Find the value of the p for which the series converges

Question

$$\sum _{n=1}^{\infty \:}\frac{\arctan ^2\left(n\right)}{n^2\left(1+n^2\right)^{p}}$$

I would appreciate if anyone was able to help clear this up for me.

Answer 1

Looking at $\sum _{n=1}^{\infty \:}\frac{\arctan ^2\left(n\right)}{n^2}$, this series converges, which means that whenever $p\geq0$, your sum converges too by the comparison test.

So maybe it would be easier to look at $\sum _{n=1}^{\infty \:}\frac{(1+n^2)^k\arctan ^2\left(n\right)}{n^2}$, where $k=-p$.
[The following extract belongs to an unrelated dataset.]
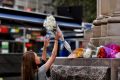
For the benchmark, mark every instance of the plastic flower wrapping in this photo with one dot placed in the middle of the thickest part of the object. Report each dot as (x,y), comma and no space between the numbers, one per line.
(109,51)
(87,53)
(51,25)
When $k=0.5$, we have that $\sum _{n=1}^{\infty \:}\frac{(1+n^2)^{0.5}\arctan ^2\left(n\right)}{n^2}\geq \sum _{n=1}^{\infty \:}\frac{(n^2)^{0.5}\arctan ^2\left(n\right)}{n^2}=\sum _{n=1}^{\infty \:}\frac{\arctan ^2\left(n\right)}{n} $,which diverges.

When $k<0.5$, we have that $\sum _{n=1}^{\infty \:}\frac{(1+n^2)^{k}\arctan ^2\left(n\right)}{n^2} \leq \sum _{n=1}^{\infty \:}\frac{(n^2+n^2)^{k}\arctan ^2\left(n\right)}{n^2}=2^k\sum _{n=1}^{\infty \:}\frac{\arctan ^2\left(n\right)}{n^{2-2k}}$, which converges whenever $k<0.5$.